Center for Cellular Immunotherapies, Abramson Cancer Center and the Department of Pathology and Laboratory Medicine, Perelman School of Medicine, University of Pennsylvania, Philadelphia, PA, USA.
Gene Ther. 2018 Jun;25(3):165-175. doi: 10.1038/s41434-018-0007-x. Epub 2018 Jun 7.

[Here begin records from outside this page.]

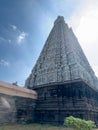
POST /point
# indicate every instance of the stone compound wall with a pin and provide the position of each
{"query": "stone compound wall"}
(16, 104)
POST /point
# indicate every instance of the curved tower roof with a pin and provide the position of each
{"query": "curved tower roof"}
(61, 60)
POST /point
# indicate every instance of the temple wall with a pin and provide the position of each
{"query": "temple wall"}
(16, 104)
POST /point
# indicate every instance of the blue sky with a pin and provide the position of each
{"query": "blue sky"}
(25, 26)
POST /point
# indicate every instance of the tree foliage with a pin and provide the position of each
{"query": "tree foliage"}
(79, 124)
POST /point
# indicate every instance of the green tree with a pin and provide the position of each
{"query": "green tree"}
(79, 124)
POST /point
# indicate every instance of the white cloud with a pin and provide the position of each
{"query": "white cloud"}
(14, 27)
(84, 22)
(2, 39)
(4, 63)
(21, 37)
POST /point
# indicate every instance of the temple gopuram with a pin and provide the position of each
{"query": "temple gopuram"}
(63, 78)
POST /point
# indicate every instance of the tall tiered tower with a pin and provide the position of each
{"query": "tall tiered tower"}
(63, 78)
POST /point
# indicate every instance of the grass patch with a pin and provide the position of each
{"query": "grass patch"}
(32, 127)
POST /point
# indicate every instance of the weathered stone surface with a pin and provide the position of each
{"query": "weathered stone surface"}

FDA approval of chimeric antigen receptor T cells (CART cells) is the culmination of several decades of technology development and interrogation of the properties of these gene therapies. CART cells exist as personalized "living drugs" and have demonstrated astounding anti-tumor efficacy in patients with leukemia and lymphoma. However, the future promise of CART efficacy for solid tumors, the greatest unmet burden, is met with a number of challenges that must be surmounted for effective immune responses. In this review, we discuss the next-generation developments of CARs to target solid tumors, including fine-tuned and combinational-targeting receptors. We consider the structural intricacies of the CAR molecules that influence optimal signaling and CART survival, and review pre-clinical cell-intrinsic and cell-extrinsic combinational therapy approaches.
FDA 批准嵌合抗原受体 T 细胞(CART 细胞)是几十年技术发展和对这些基因治疗特性的研究的结果。CART 细胞作为个性化的“活药物”存在,已在白血病和淋巴瘤患者中显示出惊人的抗肿瘤疗效。然而,CART 对实体瘤(最大的未满足需求)的疗效的未来前景面临着许多挑战,这些挑战必须克服,才能产生有效的免疫反应。在这篇综述中,我们讨论了针对实体瘤的 CAR 的下一代发展,包括微调的和组合靶向受体。我们考虑了影响最佳信号转导和 CART 存活的 CAR 分子的结构复杂性,并回顾了临床前细胞内和细胞外组合治疗方法。